Los Angeles Pride returns in June after a two-year hiatus due to COVID precautions. But the celebration has abandoned West Hollywood and instead will make its long-anticipated reemergence in Hollywood.
Previous criticisms directed towards those who organize the event regarded a too white, too corporate, and dismissive environment for transgender people. This year’s event seeks to be more inclusive of the entire LGBTQ community.
A July 2020 letter from Christopher Street West, the nonprofit organization that produces the LA Pride event, announced that the location would be moved—though it was not said where at the time—and addressed the criticisms.
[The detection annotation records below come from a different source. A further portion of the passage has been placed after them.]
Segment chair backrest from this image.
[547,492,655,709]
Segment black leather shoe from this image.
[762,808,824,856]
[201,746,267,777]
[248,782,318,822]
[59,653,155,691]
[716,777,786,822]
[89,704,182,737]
“The Board of Directors decided to take this approach for several reasons,” the letter said. “These include construction in West Hollywood Park, the changing demographics of Greater Los Angeles, our commitment to being responsive to the LGBTQIA+ community’s needs, and our allyship and collaboration with other movements for social change.”
They previously held a virtual event—due to COVID concerns—in 2020 for the parade’s 50th anniversary.
The first LA Pride Parade in Los Angeles County began at the corner of Hollywood Boulevard in June 1970 and the organizers view this year’s location change as an homage to that.
LA Pride board member Gerald Garth said in a statement that, “the fact Hollywood has a significant community of color, large transgender population and the L.A. LGBT Center is located there is a big step in continuing inclusive programming.”
The last parade in 2019, which took place in West Hollywood, marked the 40th year the location had hosted the event since 1979.
West Hollywood will still host their “WeHo Pride” weekend beginning June 3, just one week before the LA Pride Parade takes place on June 12. The West Hollywood City Council is expected to pass final approval for a third-party vendor to produce the event on Tuesday, which would mark a return to in-person events for first time since the pandemic began.
This year’s LA Pride wants to hone in on different levels of diversity that ascend past the event itself, organizers said. The general message of inclusion is being ushered in through activities oriented around the transgender community and family.
“We’re looking to do some more family-oriented activations. That’s not something that we’ve been able to historically focus on,” LA Pride board member Noah Gonzales told The LA Times. “We know it’s super important to the community, and we actually have several parents now who are on our board.”
LA Pride 2022 will be a hybrid event, featuring both virtual and in-person events, and organizers have said that they are actively monitoring COVID safety and federal guidelines to ensure the safest outcome.
The parade route and programming activities are to be announced soon on LA Pride’s social media channels.